Before we start, let's make this clear: fate and destiny are pawns to God's will. On the issue of sovereignty, there is no question. Indeed, as we struggle to understand the nature of things, nebulous constructs like fate, destiny, purpose, super intention, and providence are useful.
Fate has a varied definition. Does it mean the consequence of our choices, like "sealing your fate" after untoward acts? Or does it mean an outside hand, like "fate dealt that hand" to explain why circumstances occur? Or does it mean the ultimate destination, from the shared root of destiny, like "you must accept your fate". Just saying "fate" doesn't really say anything at all.
Insofar as fate as a consequence, there is no issue. Consequences do follow decisions. In this context, none of the other terms really share this definition. I like to consider fate in this singular way.
Now, there's the concept of the outside hand. This is most like super intention or providence. Is it God, the devil, nature, or gremlins? Something somewhere is influencing things. I think providence is the best term here. It best sums the concept of an active observer, and squashes basic deistic premises God as an inactive observer. He's been clearly involved in the past and hasn't indicated he plans to step away.
Turning to fate as a destination, this is the ugliest use of the term. In no small part purpose and destiny are best transposed here.

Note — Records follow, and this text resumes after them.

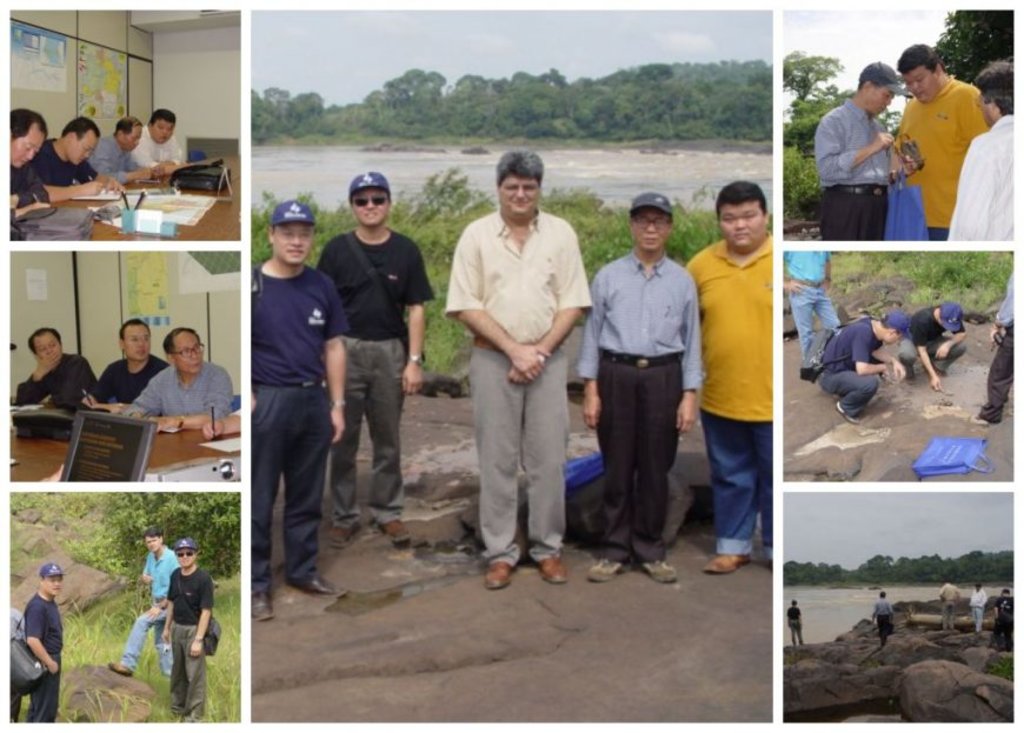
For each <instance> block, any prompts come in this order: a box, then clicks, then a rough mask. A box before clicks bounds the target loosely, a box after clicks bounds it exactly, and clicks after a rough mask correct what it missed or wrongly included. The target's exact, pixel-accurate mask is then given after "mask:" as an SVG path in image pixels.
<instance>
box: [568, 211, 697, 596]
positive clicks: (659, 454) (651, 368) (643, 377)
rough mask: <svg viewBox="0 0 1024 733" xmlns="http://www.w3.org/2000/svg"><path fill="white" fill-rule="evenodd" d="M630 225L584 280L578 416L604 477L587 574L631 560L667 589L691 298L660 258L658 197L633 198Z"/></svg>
mask: <svg viewBox="0 0 1024 733" xmlns="http://www.w3.org/2000/svg"><path fill="white" fill-rule="evenodd" d="M630 229H631V232H632V234H633V251H632V252H631V253H630V254H628V255H626V256H625V257H623V258H621V259H617V260H615V261H614V262H611V263H610V264H607V265H605V266H604V267H602V268H601V270H600V271H599V272H598V273H597V276H596V277H594V283H593V285H592V286H591V299H592V300H593V307H592V309H591V312H590V316H589V317H588V319H587V327H586V329H585V330H584V337H583V347H582V349H581V353H580V363H579V372H580V376H581V377H583V379H584V403H583V417H584V421H585V422H586V423H587V427H588V428H591V429H592V430H593V429H596V430H597V439H598V444H599V445H600V447H601V454H602V456H603V458H604V475H605V479H604V518H605V529H604V537H603V540H602V543H601V544H602V546H603V548H602V552H601V555H602V557H601V559H600V561H599V562H598V563H597V564H596V565H594V566H593V567H592V568H591V569H590V571H589V572H588V573H587V578H588V579H589V580H593V581H595V583H602V581H605V580H610V579H612V578H613V577H614V576H615V575H616V574H617V573H620V572H622V571H623V568H624V565H626V564H628V563H630V562H631V561H632V562H636V563H638V564H639V565H640V566H641V567H643V569H644V571H645V572H646V573H647V574H648V575H650V576H651V577H652V578H653V579H654V580H656V581H658V583H675V580H676V570H675V568H674V567H672V565H670V564H669V563H667V562H666V561H665V557H666V549H665V542H664V541H663V538H662V535H663V531H664V529H665V517H666V513H667V510H668V504H669V471H670V470H671V469H672V465H673V463H674V462H675V460H676V452H677V450H678V449H679V433H680V432H684V433H685V432H688V431H689V430H690V428H692V427H693V423H694V422H695V420H696V409H697V399H696V393H697V390H699V389H700V384H701V382H702V381H703V378H702V375H701V373H700V322H699V320H698V315H697V311H698V306H697V292H696V286H695V285H694V284H693V278H692V277H691V276H690V274H689V273H688V272H687V271H686V269H685V268H683V267H681V266H680V265H678V264H676V263H675V262H673V261H672V260H670V259H669V258H668V257H667V256H666V252H665V246H666V243H667V242H668V240H669V235H670V234H671V233H672V204H671V202H670V201H669V200H668V199H667V198H666V197H664V196H662V195H660V193H652V192H651V193H641V195H640V196H638V197H637V198H636V199H634V200H633V205H632V206H631V207H630Z"/></svg>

And of those two, destiny best indicates the destination. Knowing your destination does not preclude your destination, I might add. Those ascribing to predestination would not agree. However, the logic simply does not follow that destiny must be absolute.
There's this contrast with purpose. In no small part destiny seems to indicate the "where" or "what" of a journey's end. Your destiny is your destination. However, purpose seems to better reflect the "why" of such a journey. It addresses the reason and sometimes the intrinsic value of the journey.
Let's briefly dance with the mother of all terms, super intention. Super intention is the will of God, typically. It is what God wants or intends for our lives. The problem is not that God desires something. The question that has plagued man for centuries is if we are capable of accomplishing less, more, or just different than that intention. Is God's sovereignty compromised if God's intentions are not realized?
The issue falls back to free will. We know free will exists for God's pleasure to be volitionally loved. We know that free will is important so God's control over our actions does not result in God's preordainment of sinful acts. Free will seems important to make the world go 'round.
Many contrarians here would tell me that free will is illusive because it is a necessary idea for man in light of the ultimate consequences of God's ultimate sovereignty. That is, we don't really choose anything because God decided long ago.
I have an opinion on the issue of predestination. But to this particular discussion the only question required is, "Can God allow free will?" The answer to that tricky question opens windows of possibilities. And possibilities, the root of all evil, bring about a potential liberty in Christ.
And as we describe the complex tapestry of how God orchestrates all of nature, time, and the cosmos, it is terms like fate, destiny, super intention, purpose, and providence that we use like tools. We are attempting to say a number equivalent to infinity. Of course it comes up short. However, imperfect terms are at least terms. And with terms there is discussion. And with discussion, growth.